犬はどんな時に飛びついてくる?
犬がピョンピョンと人間に飛びつく姿を目にする時、その背景には様々な理由があります。
愛犬がどんなタイミングで飛びつく行為に及ぶのかを、まずは思い返してみましょう。飼い主さんの帰宅時やオヤツを見せた時、知らない人や犬に対してなど、犬によって飛びつくシーンやタイミングには違いがあると思います。
犬の飛びつく行為に隠されている理由を紹介していきますので、愛犬に当てはまる項目があるかどうかチェックしてみてください。
犬が飼い主に飛びついてくる理由は?
◆飛びついてくる理由①愛情表現によるもの
犬は、飼い主さんに会えた喜びや、大好きだよという愛情表現の一環で飛びつく場合があります。
帰宅時でしたら「やっと会えた!」という喜びが抑えきれずに飛びつくことが多いでしょう。また抱っこが好きな子でしたら、「抱っこして欲しい!」という甘えや、抱っこされて安心感を得たいという気持ちを表現しているケースがあります。

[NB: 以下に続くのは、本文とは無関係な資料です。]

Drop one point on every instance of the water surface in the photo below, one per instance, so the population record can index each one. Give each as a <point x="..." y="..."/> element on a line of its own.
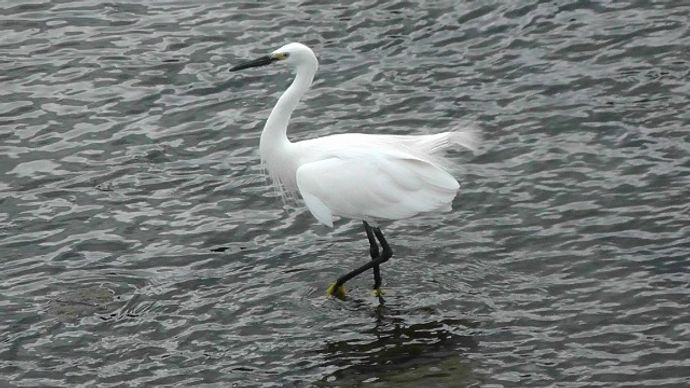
<point x="140" y="244"/>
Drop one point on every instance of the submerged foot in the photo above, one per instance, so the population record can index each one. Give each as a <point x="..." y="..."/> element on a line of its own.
<point x="337" y="292"/>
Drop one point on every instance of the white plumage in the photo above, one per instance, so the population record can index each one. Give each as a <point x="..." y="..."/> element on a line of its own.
<point x="357" y="176"/>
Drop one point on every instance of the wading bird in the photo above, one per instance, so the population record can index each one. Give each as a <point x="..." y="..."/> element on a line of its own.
<point x="365" y="177"/>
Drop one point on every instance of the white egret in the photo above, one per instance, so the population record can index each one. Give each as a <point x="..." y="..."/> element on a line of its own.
<point x="358" y="176"/>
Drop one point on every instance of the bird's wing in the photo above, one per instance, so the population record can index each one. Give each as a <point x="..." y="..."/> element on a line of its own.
<point x="371" y="184"/>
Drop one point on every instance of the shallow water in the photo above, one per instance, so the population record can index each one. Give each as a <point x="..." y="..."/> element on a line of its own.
<point x="140" y="244"/>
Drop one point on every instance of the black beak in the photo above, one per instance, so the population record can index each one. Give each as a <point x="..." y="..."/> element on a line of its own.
<point x="263" y="61"/>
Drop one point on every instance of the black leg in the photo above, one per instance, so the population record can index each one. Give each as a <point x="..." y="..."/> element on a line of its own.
<point x="374" y="253"/>
<point x="385" y="255"/>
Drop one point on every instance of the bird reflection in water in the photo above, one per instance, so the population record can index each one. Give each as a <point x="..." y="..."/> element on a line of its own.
<point x="396" y="353"/>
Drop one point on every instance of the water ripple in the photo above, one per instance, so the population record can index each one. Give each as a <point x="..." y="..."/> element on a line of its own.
<point x="141" y="245"/>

嬉しい気持ちによる興奮から、飛びつく行為に至ってしまうというわけです。
飛びつき癖のある子に最も多い理由が、この愛情表現によるものではないでしょうか。
◆飛びついてくる理由②要求によるもの
オヤツを見せた時や散歩に行く準備を始めた時などに愛犬が飛びつく場合は、それらの要求を表すために飛びつく行為に至っています。他にも、「一緒に遊びたい」「構って欲しい」という気持ちから飛びつく子もいるでしょう。
いずれも、自身の要求を満たしたいという興奮の現れです。
甘えられているようで可愛いと感じるかもしれませんが、この場合、上下関係が崩壊している可能性も考えられます。飼い主さんを見下していることが考えられますので、改めて上限関係の確立を図りましょう。
◆飛びついてくる理由③本能によるもの
散歩中に知らない犬に飛びつく場合、「どちらが強いか勝負だ!」という気持ちの表れである可能性があります。
犬には、前足で相手の身体を押さえつけることで、自分が優位であることを示す習性があるのです。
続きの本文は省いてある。